DOC

M2M-OCT-SW8 Octal 8-Port Myrinet-SAN Switch

By Carl Hunter,2014-05-07 19:27
16 views 0
M2M-OCT-SW8 Octal 8-Port Myrinet-SAN Switch

    M2M-OCT-SW8: Octal 8-Port Myrinet-SAN Switch

    Recommended Topologies

     “White Paper”

    for distribution to selected customers

    Danny Cohen & Chuck Seitz

    Myricom, Inc.

    3 July 1997

Background

Myricom would like to make it easier and more cost-effective to build large Myrinet-SAN

    clusters than it is now with the M2M-DUAL-SW8, and more robust physically than it is with

    M2M-Ys (cable splitters), etc. The principal way in which Myricom can improve the

    performance/cost of the switch network for large clusters is to provide more highly integrated

    components. 16-port switches will help, but these won’t be ready to ship in standard products

    until at least November.

Myricom is supplying M2M-DUAL-SW8 Myrinet-SAN switches at a (US-list) price of

    $125/port, but the cost to our customers for the SAN cables and accessories such as splitters for

    large clusters is similar to that of the switches themselves. The AMP microstrip SAN cables are

    technologically remarkable, and there is not much we can do about their cost and price.

    However, we can implement many of the inter-switch links of large networks on circuit boards

    internal to a more highly integrated switch component.

In other words, we can do a better job for our customers by supplying “higher level,” more

    powerful, switch components. At a given cost, we can provide a higher performance (higher

    bisection data rate) network with fewer individual components, each with more switches, and

    significantly less inter-switch cabling.

Therefore, we have been working on a plan for a family of Myrinet-SAN-switch products that

    will be particularly attractive for large clusters. The basic question is: “What topology?”

Full-BBW Topologies

The performance metric that we sought to maximize in defining a higher level switch component

    is the network Bisection Bandwidth (BBW), which is measured in links, and is defined

    mathematically as the minimum number of links crossing any cut that bisects the hosts (half of

    the hosts on one side of the cut, the other half on the other side).
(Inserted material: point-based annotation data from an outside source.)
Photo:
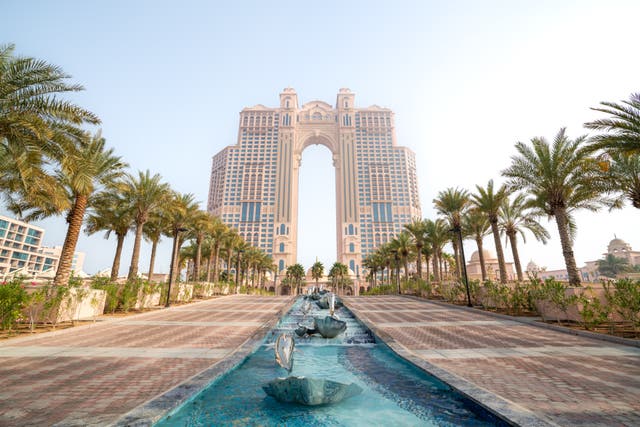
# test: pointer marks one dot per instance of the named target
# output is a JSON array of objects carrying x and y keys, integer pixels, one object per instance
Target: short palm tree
[
  {"x": 317, "y": 271},
  {"x": 488, "y": 201},
  {"x": 417, "y": 230},
  {"x": 559, "y": 178},
  {"x": 110, "y": 213},
  {"x": 622, "y": 127},
  {"x": 145, "y": 194},
  {"x": 476, "y": 225},
  {"x": 516, "y": 218}
]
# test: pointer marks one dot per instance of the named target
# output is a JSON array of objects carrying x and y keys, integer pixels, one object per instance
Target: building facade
[
  {"x": 254, "y": 184},
  {"x": 21, "y": 251}
]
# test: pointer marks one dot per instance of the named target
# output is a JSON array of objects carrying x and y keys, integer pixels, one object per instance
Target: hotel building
[{"x": 254, "y": 184}]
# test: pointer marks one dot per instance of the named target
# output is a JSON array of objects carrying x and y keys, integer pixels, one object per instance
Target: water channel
[{"x": 395, "y": 392}]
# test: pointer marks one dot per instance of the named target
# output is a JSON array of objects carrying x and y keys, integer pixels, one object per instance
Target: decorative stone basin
[
  {"x": 330, "y": 327},
  {"x": 310, "y": 391}
]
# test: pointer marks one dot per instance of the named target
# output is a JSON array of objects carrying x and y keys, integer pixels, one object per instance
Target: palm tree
[
  {"x": 181, "y": 208},
  {"x": 86, "y": 166},
  {"x": 109, "y": 212},
  {"x": 452, "y": 203},
  {"x": 515, "y": 218},
  {"x": 417, "y": 229},
  {"x": 476, "y": 224},
  {"x": 402, "y": 246},
  {"x": 35, "y": 124},
  {"x": 317, "y": 271},
  {"x": 623, "y": 176},
  {"x": 623, "y": 127},
  {"x": 145, "y": 193},
  {"x": 437, "y": 236},
  {"x": 489, "y": 202},
  {"x": 559, "y": 179},
  {"x": 612, "y": 266},
  {"x": 295, "y": 273}
]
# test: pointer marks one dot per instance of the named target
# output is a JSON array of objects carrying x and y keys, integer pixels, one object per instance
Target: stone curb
[
  {"x": 506, "y": 410},
  {"x": 158, "y": 407}
]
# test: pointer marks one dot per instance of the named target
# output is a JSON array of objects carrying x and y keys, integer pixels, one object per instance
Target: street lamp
[
  {"x": 240, "y": 252},
  {"x": 174, "y": 255},
  {"x": 397, "y": 259},
  {"x": 458, "y": 231}
]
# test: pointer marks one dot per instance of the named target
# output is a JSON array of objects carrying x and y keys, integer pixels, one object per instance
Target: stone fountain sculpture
[{"x": 304, "y": 390}]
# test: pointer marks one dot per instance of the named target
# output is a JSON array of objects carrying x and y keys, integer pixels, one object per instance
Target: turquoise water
[{"x": 395, "y": 392}]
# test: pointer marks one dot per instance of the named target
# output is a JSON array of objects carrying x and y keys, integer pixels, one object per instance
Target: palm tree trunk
[
  {"x": 454, "y": 243},
  {"x": 152, "y": 262},
  {"x": 75, "y": 218},
  {"x": 567, "y": 250},
  {"x": 516, "y": 257},
  {"x": 483, "y": 268},
  {"x": 135, "y": 257},
  {"x": 216, "y": 251},
  {"x": 115, "y": 268},
  {"x": 499, "y": 252}
]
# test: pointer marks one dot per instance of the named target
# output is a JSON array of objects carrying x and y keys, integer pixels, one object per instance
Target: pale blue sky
[{"x": 466, "y": 80}]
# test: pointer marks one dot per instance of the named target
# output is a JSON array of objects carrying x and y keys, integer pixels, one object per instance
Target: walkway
[
  {"x": 564, "y": 379},
  {"x": 92, "y": 375}
]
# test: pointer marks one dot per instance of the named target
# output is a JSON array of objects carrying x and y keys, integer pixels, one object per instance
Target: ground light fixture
[
  {"x": 458, "y": 232},
  {"x": 174, "y": 255}
]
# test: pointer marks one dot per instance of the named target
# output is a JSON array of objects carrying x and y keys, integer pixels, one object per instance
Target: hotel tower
[{"x": 254, "y": 184}]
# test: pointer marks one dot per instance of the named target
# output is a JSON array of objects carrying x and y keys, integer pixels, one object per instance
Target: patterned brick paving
[
  {"x": 40, "y": 391},
  {"x": 565, "y": 387}
]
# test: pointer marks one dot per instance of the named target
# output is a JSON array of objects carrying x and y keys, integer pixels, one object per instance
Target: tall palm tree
[
  {"x": 488, "y": 201},
  {"x": 181, "y": 209},
  {"x": 317, "y": 271},
  {"x": 402, "y": 246},
  {"x": 295, "y": 273},
  {"x": 154, "y": 228},
  {"x": 35, "y": 124},
  {"x": 452, "y": 203},
  {"x": 145, "y": 194},
  {"x": 516, "y": 218},
  {"x": 437, "y": 236},
  {"x": 216, "y": 235},
  {"x": 476, "y": 224},
  {"x": 86, "y": 167},
  {"x": 559, "y": 179},
  {"x": 623, "y": 177},
  {"x": 110, "y": 213},
  {"x": 417, "y": 229},
  {"x": 623, "y": 127}
]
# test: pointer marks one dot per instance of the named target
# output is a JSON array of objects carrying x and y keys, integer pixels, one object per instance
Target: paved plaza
[
  {"x": 92, "y": 375},
  {"x": 562, "y": 378},
  {"x": 95, "y": 374}
]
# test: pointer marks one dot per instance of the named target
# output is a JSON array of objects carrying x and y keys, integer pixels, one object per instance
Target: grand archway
[{"x": 254, "y": 184}]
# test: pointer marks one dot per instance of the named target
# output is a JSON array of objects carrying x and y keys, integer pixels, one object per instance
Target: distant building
[
  {"x": 492, "y": 267},
  {"x": 21, "y": 251},
  {"x": 254, "y": 184}
]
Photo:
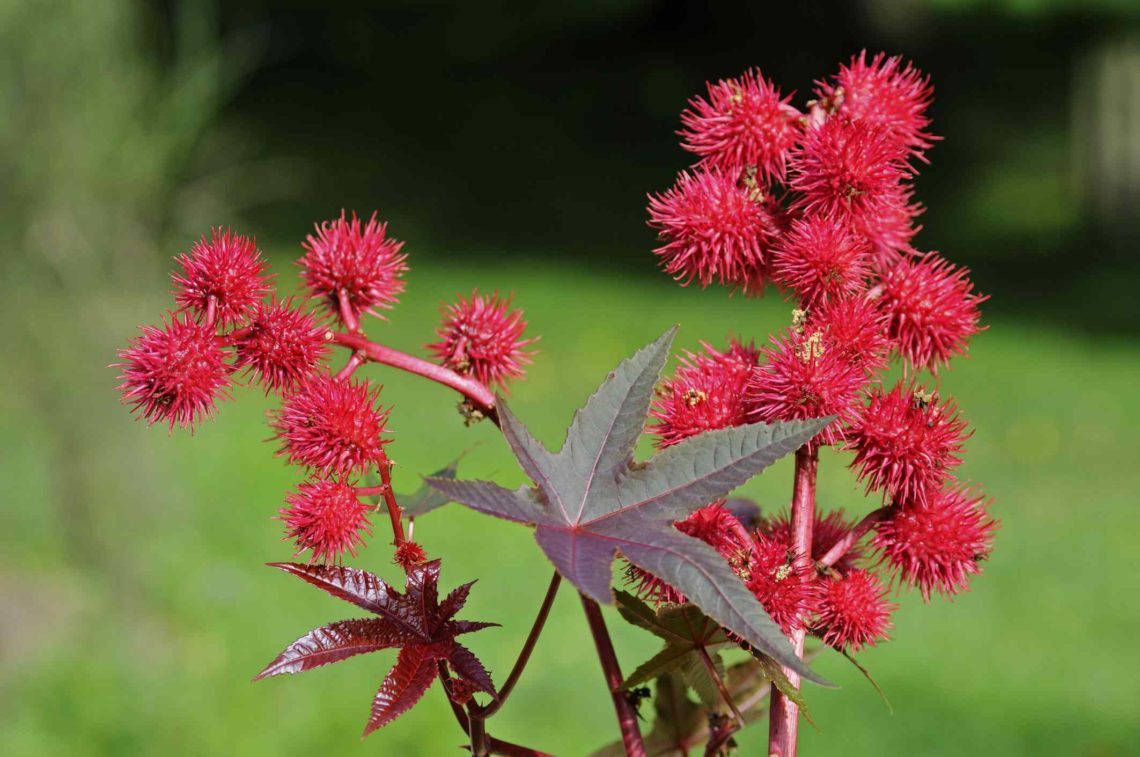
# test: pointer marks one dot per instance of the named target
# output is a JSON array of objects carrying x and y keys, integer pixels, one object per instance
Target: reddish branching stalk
[
  {"x": 849, "y": 539},
  {"x": 528, "y": 646},
  {"x": 478, "y": 393},
  {"x": 393, "y": 509},
  {"x": 491, "y": 745},
  {"x": 627, "y": 716},
  {"x": 783, "y": 718}
]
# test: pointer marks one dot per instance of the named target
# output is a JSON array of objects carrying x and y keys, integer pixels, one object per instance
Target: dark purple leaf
[
  {"x": 426, "y": 498},
  {"x": 405, "y": 684},
  {"x": 359, "y": 587},
  {"x": 333, "y": 643},
  {"x": 414, "y": 620},
  {"x": 457, "y": 627},
  {"x": 467, "y": 666},
  {"x": 455, "y": 601},
  {"x": 595, "y": 504}
]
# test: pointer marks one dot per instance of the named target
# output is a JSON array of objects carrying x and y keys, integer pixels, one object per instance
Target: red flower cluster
[
  {"x": 482, "y": 338},
  {"x": 821, "y": 203},
  {"x": 231, "y": 322}
]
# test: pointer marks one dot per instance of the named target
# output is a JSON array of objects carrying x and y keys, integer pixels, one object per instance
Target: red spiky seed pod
[
  {"x": 714, "y": 229},
  {"x": 906, "y": 442},
  {"x": 855, "y": 330},
  {"x": 937, "y": 545},
  {"x": 353, "y": 261},
  {"x": 174, "y": 373},
  {"x": 743, "y": 124},
  {"x": 226, "y": 269},
  {"x": 854, "y": 611},
  {"x": 282, "y": 346},
  {"x": 333, "y": 426},
  {"x": 848, "y": 170},
  {"x": 707, "y": 391},
  {"x": 482, "y": 338},
  {"x": 821, "y": 259},
  {"x": 827, "y": 530},
  {"x": 782, "y": 582},
  {"x": 325, "y": 517},
  {"x": 887, "y": 92},
  {"x": 931, "y": 309},
  {"x": 804, "y": 379}
]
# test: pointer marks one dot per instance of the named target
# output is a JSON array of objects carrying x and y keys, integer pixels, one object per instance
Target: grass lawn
[{"x": 137, "y": 607}]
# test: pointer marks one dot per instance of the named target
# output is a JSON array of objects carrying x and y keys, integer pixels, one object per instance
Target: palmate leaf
[
  {"x": 426, "y": 498},
  {"x": 685, "y": 631},
  {"x": 414, "y": 620},
  {"x": 682, "y": 725},
  {"x": 591, "y": 502}
]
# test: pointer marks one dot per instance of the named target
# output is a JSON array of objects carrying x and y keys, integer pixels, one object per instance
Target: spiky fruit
[
  {"x": 174, "y": 373},
  {"x": 325, "y": 517},
  {"x": 333, "y": 426},
  {"x": 906, "y": 442},
  {"x": 854, "y": 328},
  {"x": 482, "y": 338},
  {"x": 887, "y": 92},
  {"x": 714, "y": 229},
  {"x": 803, "y": 379},
  {"x": 851, "y": 171},
  {"x": 707, "y": 392},
  {"x": 744, "y": 124},
  {"x": 931, "y": 310},
  {"x": 821, "y": 259},
  {"x": 854, "y": 611},
  {"x": 783, "y": 582},
  {"x": 228, "y": 269},
  {"x": 282, "y": 346},
  {"x": 937, "y": 545},
  {"x": 353, "y": 261}
]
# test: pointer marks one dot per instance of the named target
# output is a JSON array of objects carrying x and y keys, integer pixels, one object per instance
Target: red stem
[
  {"x": 355, "y": 361},
  {"x": 528, "y": 646},
  {"x": 846, "y": 542},
  {"x": 211, "y": 311},
  {"x": 496, "y": 746},
  {"x": 783, "y": 718},
  {"x": 627, "y": 717},
  {"x": 479, "y": 395},
  {"x": 348, "y": 314},
  {"x": 393, "y": 509}
]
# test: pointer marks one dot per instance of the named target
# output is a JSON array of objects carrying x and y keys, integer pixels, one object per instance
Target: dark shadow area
[{"x": 536, "y": 129}]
We consider a topology to have

    a full BBW when BBW is equal to half the number of nodes, e.g., 64 links across any bisecting

    cut of a 128-node network. Except for expander graphs and other exotic topologies, for which

    BBW must be defined differently, the full BBW is also the maximum possible. Any cut across

    ? 1997 Myricom, Inc. 1

    the host links between any half of the hosts and the switch network will bisect the hosts and cut a number of links equal to half the number of hosts.

    In computing practice, it is possible with a full-BBW network and a suitable choice of routes for the hosts to perform any possible data permutation with all hosts sending and receiving packets at once at the full link data rate. The significance of the BBW for chaotic traffic patterns is that the aggregate network capacity increases statistically with and is largely determined by the BBW. Thus, the network BBW is an important metric in practice for tightly-coupled computations on multicomputers.

    Inasmuch as the path-formation latency of Myrinet-SAN switches is so much smaller than software latencies, the maximal or average diameter, measured in switches traversed, is a relatively unimportant metric of the network topology. In the topologies illustrated below, the number of nodes is denoted as N, the minimal-bisection data rate as BBW, the maximal distance

    . (graph diameter in switches) as D, and the average distance as Dav

    There is a tradeoff in switch-network topologies between performance and cost. The higher level switch component proposed is not only an ideal building block for full-BBW topologies, but can be used in somewhat lower cost topologies in which the BBW is a fraction -- such as 1/2 -- of the full BBW. The BBW actually required for multicomputers and clusters depends upon the speed of the hosts relative to the links, and on the computations performed.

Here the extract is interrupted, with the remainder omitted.